Agora, os professores.
De uma classe média tradicional, creio ter pertencido à primeira geração na minha família a frequentar a escola primária "oficial", numa turma de 40 alunos, interclassista e com bons resultados. O mesmo no liceu - início dos anos 70 -, onde estive, no 1º ano numa turma com 40 alunos. Lembro-me de já então haver diferenças - ligeiras - da qualidade de ensino nalgumas disciplinas atribuíveis um pouco à preparação e muito ao jeito dos professores. Uma difusa consciência de escassez de meios - havia muito pouco naquele liceu recém-instalado dirigido por um indefectível da cultura inglesa - creio que propiciava uma cultura de economia, como poucas concessões a gastos de tempo e meios, tanto por parte de alunos quanto de professores.
Dito isto: li o relatório, quando saiu. Verifiquei, na net, sumariamente, os indices de aluno por professor, e números totais de professores por essa Europa. E creio que despedir 50 000 deles é um bom começo.
Decerto que estão assoberbados por burocracias - mas sabe que o modo de os burocratas lidarem com esse problema é o aumento do número de funcionários e nunca a redução da burocracia.
Por incrível que pareça - "despedir um professor, que pecado!" - parece-me mesmo um bom e imprescindível caminho.
Sei que o nosso background . que refere - é mau. No entanto, a Espanha vinda do franquismo está, hoje, 21 lugares à frente de Portugal no índice de alfabetização por países.

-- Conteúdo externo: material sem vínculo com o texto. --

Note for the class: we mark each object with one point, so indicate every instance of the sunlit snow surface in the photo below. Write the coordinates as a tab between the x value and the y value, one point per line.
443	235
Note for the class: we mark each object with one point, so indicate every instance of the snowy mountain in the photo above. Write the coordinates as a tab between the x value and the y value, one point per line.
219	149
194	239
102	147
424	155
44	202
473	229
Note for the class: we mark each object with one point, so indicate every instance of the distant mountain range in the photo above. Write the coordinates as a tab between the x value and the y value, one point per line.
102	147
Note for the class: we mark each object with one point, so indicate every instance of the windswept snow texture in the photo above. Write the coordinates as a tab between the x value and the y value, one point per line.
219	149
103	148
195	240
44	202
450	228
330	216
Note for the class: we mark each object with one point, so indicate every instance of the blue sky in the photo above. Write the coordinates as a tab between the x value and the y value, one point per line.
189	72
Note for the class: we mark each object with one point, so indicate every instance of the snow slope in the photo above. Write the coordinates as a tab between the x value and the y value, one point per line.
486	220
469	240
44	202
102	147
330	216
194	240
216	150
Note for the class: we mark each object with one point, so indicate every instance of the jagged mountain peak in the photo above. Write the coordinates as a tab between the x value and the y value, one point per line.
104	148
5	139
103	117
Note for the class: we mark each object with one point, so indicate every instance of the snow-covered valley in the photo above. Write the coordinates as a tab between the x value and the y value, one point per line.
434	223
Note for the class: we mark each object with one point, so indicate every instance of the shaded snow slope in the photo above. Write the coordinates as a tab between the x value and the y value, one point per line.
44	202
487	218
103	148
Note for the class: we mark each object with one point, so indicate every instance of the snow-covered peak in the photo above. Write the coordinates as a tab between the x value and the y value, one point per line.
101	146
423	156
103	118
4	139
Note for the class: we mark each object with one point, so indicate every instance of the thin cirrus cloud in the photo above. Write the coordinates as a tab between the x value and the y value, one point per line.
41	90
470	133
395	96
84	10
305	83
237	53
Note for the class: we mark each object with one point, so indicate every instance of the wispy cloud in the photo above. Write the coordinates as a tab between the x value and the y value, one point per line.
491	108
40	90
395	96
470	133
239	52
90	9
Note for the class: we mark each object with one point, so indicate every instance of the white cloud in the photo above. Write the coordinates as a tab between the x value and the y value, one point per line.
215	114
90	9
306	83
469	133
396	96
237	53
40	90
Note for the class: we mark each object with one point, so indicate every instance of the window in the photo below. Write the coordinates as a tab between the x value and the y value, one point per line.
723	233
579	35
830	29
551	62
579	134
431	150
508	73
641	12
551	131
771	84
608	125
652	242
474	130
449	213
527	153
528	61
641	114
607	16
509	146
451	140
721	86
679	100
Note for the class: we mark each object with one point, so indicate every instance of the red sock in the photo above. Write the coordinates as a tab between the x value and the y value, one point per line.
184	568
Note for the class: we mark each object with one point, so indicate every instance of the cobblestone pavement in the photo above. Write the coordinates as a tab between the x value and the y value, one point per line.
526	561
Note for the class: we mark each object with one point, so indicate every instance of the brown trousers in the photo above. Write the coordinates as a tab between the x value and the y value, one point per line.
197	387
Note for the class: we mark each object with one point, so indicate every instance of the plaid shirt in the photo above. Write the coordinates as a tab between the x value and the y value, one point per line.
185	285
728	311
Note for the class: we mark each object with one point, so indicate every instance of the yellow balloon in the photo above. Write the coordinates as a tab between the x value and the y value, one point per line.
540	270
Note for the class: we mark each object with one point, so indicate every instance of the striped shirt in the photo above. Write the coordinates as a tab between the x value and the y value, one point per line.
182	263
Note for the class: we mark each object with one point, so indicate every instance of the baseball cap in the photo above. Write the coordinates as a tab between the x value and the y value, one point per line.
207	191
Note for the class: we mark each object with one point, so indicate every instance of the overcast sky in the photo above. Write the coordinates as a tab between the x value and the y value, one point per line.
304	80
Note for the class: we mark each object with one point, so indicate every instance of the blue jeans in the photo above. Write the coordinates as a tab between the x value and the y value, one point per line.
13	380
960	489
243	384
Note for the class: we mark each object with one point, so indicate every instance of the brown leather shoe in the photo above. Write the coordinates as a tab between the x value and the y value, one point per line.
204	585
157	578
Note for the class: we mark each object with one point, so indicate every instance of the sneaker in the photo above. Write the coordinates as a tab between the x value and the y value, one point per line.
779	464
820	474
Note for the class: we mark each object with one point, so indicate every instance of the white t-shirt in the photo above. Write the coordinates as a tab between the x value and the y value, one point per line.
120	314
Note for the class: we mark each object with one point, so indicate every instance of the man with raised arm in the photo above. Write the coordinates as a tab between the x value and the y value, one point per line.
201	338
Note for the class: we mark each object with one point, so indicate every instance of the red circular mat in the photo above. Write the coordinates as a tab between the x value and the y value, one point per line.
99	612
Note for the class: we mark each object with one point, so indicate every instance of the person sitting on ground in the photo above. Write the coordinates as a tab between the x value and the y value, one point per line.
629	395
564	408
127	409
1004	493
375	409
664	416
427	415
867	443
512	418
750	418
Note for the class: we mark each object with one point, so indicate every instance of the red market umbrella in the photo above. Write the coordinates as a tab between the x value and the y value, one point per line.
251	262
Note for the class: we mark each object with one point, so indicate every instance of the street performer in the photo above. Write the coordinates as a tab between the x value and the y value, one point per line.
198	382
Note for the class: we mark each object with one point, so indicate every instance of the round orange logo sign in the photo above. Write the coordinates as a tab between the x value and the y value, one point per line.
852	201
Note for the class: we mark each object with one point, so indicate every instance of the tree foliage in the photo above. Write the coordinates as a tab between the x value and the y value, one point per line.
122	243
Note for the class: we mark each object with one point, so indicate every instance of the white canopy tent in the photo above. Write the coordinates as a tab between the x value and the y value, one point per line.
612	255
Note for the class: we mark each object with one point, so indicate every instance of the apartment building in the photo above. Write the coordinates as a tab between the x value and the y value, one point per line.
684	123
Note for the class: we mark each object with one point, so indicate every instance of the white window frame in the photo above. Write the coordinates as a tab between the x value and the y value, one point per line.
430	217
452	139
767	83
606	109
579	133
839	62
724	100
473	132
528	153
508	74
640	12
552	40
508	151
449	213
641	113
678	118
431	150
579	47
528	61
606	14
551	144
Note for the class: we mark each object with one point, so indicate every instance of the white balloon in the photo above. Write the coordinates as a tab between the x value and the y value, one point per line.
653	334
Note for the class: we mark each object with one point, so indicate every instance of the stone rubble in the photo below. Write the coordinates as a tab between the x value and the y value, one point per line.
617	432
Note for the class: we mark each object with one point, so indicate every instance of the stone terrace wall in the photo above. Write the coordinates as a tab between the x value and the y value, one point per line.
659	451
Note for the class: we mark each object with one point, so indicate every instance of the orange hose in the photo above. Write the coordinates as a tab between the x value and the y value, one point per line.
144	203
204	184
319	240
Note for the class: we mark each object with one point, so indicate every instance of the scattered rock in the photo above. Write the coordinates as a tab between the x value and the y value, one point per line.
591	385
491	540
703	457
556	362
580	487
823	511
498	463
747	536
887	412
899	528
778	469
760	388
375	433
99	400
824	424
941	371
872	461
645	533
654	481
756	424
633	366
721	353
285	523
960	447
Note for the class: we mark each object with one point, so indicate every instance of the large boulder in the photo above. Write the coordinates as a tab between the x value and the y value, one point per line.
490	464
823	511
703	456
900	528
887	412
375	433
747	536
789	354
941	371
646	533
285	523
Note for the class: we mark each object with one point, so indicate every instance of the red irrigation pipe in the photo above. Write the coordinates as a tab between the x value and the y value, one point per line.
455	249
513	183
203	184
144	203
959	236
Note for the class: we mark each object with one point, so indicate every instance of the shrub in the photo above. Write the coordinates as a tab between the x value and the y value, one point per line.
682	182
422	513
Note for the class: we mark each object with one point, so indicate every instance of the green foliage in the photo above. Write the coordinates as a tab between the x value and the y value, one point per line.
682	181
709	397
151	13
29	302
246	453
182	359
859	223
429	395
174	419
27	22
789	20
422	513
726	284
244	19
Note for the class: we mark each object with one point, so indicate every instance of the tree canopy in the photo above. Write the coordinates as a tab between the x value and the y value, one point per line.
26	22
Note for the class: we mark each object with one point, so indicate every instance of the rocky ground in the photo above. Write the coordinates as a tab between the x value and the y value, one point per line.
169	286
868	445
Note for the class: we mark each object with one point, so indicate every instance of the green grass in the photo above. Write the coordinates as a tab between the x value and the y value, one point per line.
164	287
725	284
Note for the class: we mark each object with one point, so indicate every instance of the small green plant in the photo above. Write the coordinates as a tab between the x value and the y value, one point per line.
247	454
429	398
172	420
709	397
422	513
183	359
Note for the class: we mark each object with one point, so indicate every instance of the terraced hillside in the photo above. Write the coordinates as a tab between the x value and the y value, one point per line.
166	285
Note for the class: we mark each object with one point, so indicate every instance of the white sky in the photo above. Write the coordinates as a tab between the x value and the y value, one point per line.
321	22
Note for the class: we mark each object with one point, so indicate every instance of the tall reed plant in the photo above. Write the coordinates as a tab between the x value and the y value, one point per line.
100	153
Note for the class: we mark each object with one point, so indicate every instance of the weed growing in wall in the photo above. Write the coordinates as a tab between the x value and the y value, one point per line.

Nunca assisti em Portugal - que me lembre - a qualquer iniciativa de professores para promover a alfabetização.
Há dias, um sobrinho meu, bom aluno, inteligente, nível 5/5 leu em voz alta uma notícia de jornal. Tinha uma leitura gaguejada, hesitante, má, como me lembro que tinham alguns filhos de feirantes, quando, por semanas frequentavam a escola primária onde andei, nos anos 60. Estupefacto, pedi ao irmão - também um aluno de 5s - que lesse: a mesma incrível má qualidade.
Por mim, despedia vários professores naquele mesmo dia.
Como é possível que um professor não mande ler os alunos? Como é que se conforma com práticas analfabetizantes? O que estão lá a fazer? 50 000 é um bom, um excelente começo.